Seeing how there is no factual answer, I’m putting this in GD.
I have been a teacher since 1996. In that time I have spent:
1 year as a science teacher in an NPS
7 years as a middle school math teacher
2 years as a special ed math teacher
2 years as a high school math coach
This year as a high school math teacher
I have credentials and master’s degrees in both math and special ed.
I am finishing up my dissertation for a EdD in math education and I will be working on my national boards for math, but my passion is in special education and eventually I would like to become university professor. If that doesn’t happen, I will work my way through administration. Having just moved to Phoenix, I could try to go to ASU for a PhD in Special Education. Incidently, my son and girlfriend will be joining me here in a year or two (long story) and so there will be major family commitments before I finish. This is my thought process:
Marketability: With a PhD in SpEd, I could get a university job very easily, but in 5 years I plan on moving to Trinidad, Colo with the closest university 2 hours away.
Personal Growth: I would love to be a professional student and education is very important to me. Let’s face it, adding some more postnomials to become Saint Cad, Ed.D., Ph.D., NBCT would be pretty damned impressive . . . but is it worth the time and money? The intangible in this is by not getting a doctorate, I feel like my education is somehow incomplete. I don’t think I could do a Ph.D in mathematics otherwise I’d be going after that as well. Add to this the idea that if I get nat. boards in math but want to go into special ed, I feel I should do my boards in SpEd as well.

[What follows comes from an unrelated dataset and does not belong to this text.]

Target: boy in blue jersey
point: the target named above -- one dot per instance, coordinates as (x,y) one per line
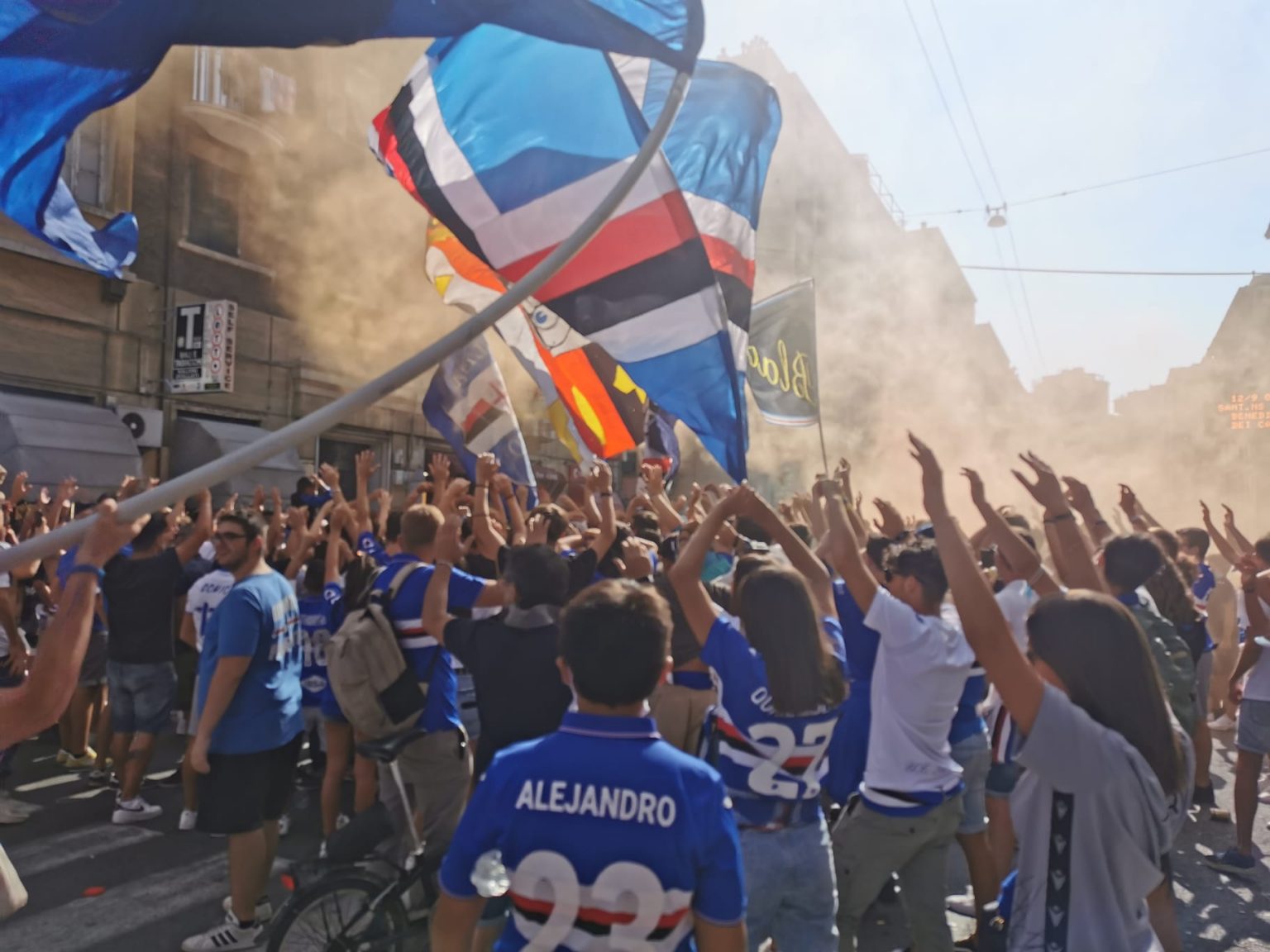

Career path: Yes SpEd teachers/administrators are in demand but so are math teachers. Since I became qualified to teach SpEd, I seem to be dragged back into math. Is fate telling me that this is where I should be? How much of an advantage would a doctorate in SpEd be in the high school teaching/administration beyond what I have now? If I have a doctorate in math ed but not special ed, is my background too tilted towards math to ever get back into special ed?
With the wide range of dopers, I’m hoping someone can offer some outside perspective on this. My co-workers are no help. The math people think I should concentrate on math, the SpEd people think I should make the change, and everyone else says “Why the hell do you want to go back to school?”